Dopo dieci anni di crisi umanitarie e ostilità in Siria, metà dei bambini del paese sono cresciuti conoscendo solo la guerra. Molti vivono in aree dove i servizi di base sono quasi inesistenti e le infrastrutture su cui si basano sono state decimate. Più della metà della popolazione è stata costretta a fuggire dalle proprie case e migliaia di bambini sono rimasti orfani o separati dalle loro famiglie nel caos della guerra. Il conflitto ha visto una delle più grandi crisi dell’istruzione nella storia recente, con un’intera generazione di bambini siriani che ne pagano un prezzo devastante.

Afghanistan

L’Afghanistan è un paese che cerca di uscire da decenni di guerra, ma ora è nella morsa di una crisi economica che spinge milioni di persone alla fame estrema. Gli aiuti esteri che una volta sostenevano l’Afghanistan sono stati lenti a tornare dopo che i governi e le istituzioni internazionali hanno tagliato i finanziamenti in seguito all’ascesa al potere dei talebani. Il risultato è che l’economia è in caduta libera e le famiglie afghane ne subiscono l’impatto.

Repubblica Democratica del Congo

La Repubblica Democratica del Congo (RDC) dovrebbe essere uno dei primi due paesi con il maggior numero di poveri estremi entro il 2030. L’escalation di conflitti armati e le ricorrenti epidemie stanno causando gravi danni a milioni di bambini. Il Paese ospita anche il più alto numero di sfollati interni al mondo.

Pakistan

Dopo le devastanti inondazioni dell’anno precedente, circa 8 milioni di persone vivono ancora esposte a inondazioni o vivono in prossimità di aree ancora allagate. Molte di loro vivono in tende di fortuna lungo la strada o vicino alle macerie della loro casa.

Burkina Faso

L’aumento del conflitto nelle aree rurali del Burkina Faso ha portato a massicci spostamenti, costringendo un esodo di massa di persone in fuga verso le aree urbane. Dall’estate, 1,8 milioni di persone sono sfollate, di cui oltre il 60 per cento sono bambini.

Myanmar

L’inasprimento del conflitto civile in Myanmar continua a colpire i bambini e le loro famiglie, con circa 5,6 milioni di bambini che hanno bisogno di assistenza umanitaria.
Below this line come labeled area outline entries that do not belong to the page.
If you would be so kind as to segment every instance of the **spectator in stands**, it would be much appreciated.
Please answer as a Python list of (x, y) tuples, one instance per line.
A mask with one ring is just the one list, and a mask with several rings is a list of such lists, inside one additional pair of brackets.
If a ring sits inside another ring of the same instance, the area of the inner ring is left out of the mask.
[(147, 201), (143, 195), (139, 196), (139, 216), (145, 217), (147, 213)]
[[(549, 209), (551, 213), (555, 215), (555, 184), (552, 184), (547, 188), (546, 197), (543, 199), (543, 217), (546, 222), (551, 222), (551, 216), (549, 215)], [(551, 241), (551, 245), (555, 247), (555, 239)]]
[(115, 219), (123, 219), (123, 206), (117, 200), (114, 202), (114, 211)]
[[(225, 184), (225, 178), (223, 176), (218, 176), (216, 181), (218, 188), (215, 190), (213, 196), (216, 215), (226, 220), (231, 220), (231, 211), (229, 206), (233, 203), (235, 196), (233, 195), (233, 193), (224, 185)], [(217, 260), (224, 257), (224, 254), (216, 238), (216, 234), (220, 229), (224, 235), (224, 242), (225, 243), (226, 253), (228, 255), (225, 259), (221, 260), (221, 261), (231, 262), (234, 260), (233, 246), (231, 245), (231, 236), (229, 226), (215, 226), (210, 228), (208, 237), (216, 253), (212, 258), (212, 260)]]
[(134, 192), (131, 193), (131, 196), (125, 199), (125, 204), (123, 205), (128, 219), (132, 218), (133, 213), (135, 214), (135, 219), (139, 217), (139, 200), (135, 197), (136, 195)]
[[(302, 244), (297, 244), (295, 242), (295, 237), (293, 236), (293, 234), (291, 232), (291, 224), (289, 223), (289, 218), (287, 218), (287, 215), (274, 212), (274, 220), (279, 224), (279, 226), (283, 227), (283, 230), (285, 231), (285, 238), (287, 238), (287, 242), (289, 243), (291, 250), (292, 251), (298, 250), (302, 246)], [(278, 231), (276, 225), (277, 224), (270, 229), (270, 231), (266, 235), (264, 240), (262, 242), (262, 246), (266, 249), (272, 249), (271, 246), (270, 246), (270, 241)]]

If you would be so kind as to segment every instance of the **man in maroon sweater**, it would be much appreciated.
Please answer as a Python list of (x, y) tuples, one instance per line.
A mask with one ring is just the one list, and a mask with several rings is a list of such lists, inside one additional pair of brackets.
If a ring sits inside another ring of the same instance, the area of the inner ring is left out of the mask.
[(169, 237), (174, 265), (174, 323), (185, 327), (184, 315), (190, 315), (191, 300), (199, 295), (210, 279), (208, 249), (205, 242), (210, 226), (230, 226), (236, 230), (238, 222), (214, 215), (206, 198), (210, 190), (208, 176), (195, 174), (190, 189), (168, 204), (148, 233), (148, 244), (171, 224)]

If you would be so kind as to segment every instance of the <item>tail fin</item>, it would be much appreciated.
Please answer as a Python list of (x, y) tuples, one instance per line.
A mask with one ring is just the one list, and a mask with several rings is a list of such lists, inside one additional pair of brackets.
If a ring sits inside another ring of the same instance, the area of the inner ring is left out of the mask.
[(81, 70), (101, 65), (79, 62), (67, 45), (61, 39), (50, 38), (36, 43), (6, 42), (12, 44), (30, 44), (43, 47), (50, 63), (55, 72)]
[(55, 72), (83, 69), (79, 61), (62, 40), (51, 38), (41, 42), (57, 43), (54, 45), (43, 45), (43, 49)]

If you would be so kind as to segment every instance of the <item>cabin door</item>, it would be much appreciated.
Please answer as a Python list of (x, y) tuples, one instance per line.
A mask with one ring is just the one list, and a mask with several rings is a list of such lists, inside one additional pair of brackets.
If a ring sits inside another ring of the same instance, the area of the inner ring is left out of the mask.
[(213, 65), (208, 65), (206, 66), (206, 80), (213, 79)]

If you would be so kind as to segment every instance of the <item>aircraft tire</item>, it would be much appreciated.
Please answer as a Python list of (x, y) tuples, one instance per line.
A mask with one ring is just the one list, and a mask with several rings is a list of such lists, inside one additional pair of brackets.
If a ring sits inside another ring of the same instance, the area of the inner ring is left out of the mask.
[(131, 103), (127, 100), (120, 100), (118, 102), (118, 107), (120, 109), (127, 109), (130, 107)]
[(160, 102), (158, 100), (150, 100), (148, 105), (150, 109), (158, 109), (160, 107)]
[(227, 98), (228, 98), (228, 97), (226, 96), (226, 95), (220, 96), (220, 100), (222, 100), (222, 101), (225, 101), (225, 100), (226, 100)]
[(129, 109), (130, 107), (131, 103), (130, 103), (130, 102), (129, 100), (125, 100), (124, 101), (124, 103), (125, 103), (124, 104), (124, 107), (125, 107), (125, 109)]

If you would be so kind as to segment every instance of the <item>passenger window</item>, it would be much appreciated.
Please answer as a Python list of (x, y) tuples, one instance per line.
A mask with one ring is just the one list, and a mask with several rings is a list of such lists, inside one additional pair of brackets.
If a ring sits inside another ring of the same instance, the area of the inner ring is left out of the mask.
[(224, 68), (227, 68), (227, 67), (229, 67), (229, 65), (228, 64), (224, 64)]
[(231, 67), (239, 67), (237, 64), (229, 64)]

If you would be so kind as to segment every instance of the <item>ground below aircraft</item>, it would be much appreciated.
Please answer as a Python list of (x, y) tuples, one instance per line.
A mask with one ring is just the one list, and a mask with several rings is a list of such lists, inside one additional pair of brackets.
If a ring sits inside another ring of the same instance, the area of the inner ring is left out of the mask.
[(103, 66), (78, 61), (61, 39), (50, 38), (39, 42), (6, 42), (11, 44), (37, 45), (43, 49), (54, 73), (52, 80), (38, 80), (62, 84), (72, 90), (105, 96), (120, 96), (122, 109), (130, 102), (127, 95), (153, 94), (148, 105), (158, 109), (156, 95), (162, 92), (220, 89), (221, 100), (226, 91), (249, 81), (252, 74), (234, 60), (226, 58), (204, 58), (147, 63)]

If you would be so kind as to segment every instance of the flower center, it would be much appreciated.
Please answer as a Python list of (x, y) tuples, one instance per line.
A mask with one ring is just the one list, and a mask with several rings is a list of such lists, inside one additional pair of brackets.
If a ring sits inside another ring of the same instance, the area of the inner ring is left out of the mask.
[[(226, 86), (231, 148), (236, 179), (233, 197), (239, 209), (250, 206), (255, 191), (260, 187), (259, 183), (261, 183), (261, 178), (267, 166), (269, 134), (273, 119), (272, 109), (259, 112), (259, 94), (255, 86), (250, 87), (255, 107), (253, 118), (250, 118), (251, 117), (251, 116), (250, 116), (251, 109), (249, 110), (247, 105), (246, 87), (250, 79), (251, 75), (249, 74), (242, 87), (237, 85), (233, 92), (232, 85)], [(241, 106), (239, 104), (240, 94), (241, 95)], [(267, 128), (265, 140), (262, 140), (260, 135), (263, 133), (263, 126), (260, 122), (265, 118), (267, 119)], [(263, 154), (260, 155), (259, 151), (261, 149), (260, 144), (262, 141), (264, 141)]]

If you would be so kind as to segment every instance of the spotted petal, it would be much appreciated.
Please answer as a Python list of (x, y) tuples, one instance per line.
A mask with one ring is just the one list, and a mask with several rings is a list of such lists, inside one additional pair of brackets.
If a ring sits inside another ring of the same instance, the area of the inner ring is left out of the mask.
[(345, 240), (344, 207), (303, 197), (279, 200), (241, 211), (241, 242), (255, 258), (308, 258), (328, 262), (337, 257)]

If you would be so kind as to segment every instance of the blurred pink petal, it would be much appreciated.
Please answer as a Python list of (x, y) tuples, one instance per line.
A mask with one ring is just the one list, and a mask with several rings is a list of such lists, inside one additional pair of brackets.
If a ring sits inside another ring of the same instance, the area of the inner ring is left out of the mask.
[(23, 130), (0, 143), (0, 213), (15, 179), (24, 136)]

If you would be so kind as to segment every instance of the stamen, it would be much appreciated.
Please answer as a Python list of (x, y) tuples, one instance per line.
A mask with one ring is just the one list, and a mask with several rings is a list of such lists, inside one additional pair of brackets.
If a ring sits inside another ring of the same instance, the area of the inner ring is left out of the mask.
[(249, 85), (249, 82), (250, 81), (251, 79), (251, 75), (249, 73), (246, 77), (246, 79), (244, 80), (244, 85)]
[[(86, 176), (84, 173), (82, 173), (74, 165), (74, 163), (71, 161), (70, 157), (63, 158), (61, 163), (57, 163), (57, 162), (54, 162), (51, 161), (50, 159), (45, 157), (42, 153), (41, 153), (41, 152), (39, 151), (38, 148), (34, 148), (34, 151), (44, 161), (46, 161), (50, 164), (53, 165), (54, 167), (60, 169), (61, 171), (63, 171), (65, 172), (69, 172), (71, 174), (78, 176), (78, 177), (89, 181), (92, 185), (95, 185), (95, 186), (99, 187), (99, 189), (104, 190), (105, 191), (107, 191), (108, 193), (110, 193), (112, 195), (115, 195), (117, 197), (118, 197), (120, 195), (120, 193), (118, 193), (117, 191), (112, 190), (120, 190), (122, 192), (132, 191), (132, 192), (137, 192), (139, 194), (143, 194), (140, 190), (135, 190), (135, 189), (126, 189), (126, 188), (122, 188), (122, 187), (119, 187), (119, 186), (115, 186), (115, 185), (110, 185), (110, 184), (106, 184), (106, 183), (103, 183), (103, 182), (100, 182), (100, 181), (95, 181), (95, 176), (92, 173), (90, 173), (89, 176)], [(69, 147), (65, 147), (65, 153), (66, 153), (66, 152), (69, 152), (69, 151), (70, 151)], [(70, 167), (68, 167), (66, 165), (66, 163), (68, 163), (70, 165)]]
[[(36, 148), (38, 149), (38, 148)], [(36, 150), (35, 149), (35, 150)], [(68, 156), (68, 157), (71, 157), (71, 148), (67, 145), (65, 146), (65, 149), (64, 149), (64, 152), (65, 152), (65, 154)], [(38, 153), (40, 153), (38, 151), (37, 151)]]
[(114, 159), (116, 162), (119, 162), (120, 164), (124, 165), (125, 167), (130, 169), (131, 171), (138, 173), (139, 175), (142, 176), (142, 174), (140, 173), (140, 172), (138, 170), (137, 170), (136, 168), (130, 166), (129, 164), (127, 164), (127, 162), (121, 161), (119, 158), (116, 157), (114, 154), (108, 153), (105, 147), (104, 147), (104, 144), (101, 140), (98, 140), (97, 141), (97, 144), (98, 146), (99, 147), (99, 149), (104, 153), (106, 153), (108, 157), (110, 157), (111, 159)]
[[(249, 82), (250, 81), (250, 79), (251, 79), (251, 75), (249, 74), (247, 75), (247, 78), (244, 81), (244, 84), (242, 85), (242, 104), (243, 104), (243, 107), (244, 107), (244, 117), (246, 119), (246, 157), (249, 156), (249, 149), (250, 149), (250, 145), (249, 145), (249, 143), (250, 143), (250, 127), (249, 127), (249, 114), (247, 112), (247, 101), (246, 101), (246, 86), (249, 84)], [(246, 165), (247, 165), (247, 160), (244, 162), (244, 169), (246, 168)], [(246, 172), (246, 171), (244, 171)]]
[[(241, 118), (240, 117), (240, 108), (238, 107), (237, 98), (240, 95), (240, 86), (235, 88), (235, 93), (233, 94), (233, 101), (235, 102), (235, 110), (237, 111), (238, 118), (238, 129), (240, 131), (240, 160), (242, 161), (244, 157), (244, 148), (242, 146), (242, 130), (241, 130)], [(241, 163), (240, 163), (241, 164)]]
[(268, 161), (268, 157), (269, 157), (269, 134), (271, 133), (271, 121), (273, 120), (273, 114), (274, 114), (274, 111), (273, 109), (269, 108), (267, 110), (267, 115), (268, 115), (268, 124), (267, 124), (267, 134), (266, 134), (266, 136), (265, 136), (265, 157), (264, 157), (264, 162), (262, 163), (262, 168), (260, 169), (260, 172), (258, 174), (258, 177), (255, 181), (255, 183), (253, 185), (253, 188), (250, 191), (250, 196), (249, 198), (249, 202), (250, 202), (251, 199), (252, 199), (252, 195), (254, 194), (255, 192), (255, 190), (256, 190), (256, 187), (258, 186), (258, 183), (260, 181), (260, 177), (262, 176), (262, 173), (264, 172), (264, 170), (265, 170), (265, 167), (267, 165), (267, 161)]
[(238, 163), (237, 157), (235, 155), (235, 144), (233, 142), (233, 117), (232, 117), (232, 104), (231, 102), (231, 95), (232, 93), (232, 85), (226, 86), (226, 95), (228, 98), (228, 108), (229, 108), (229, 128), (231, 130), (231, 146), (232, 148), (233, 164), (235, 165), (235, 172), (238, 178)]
Gli attacchi alle scuole e agli ospedali sono proseguiti a livelli allarmanti, mentre gravi violazioni dei diritti dei bambini nei conflitti armati sono state segnalate.

Venezuela

Gli effetti persistenti del collasso economico del Venezuela continuano a guidare la migrazione e le necessità umanitarie. L’aumento dell’inflazione e la mancanza di cibo e medicine a prezzi accessibili hanno costretto 7,1 milioni di venezuelani a lasciare il loro paese dal 2014. Si stima che due venezuelani su cinque siano in stato di insicurezza alimentare e che i servizi sanitari siano gravemente a rischio, lasciando i bambini e le donne incinte esposti a malattie prevenibili.

Libano

Una crisi economica e finanziaria senza precedenti ha portato le persone in Libano a non potersi più permettere beni e servizi di base. Negli ultimi anni, il paese è stato colpito da crisi su crisi: oltre al collasso finanziario che ha svalutato la valuta, bisogna considerare anche l’instabilità politica e l’emergenza COVID. Le infrastrutture in degrado e l’energia insufficiente per alimentare gli impianti di filtrazione dell’acqua hanno contribuito alla prima epidemia di colera del paese in quasi tre decenni, minacciando la vita di migliaia di bambini.

Bangladesh

Mentre la crisi dei rifugiati Rohingya entra nel suo quinto anno, il Bangladesh ospita ancora centinaia di migliaia di rifugiati Rohingya che si sono stabiliti nel distretto di Cox’s Bazar dopo essere fuggiti da violenze estreme in Myanmar. Mentre i servizi di base sono stati forniti nei campi, i bambini devono ancora affrontare epidemie di malattie, malnutrizione, opportunità educative inadeguate e altri rischi come lo sfruttamento e la violenza.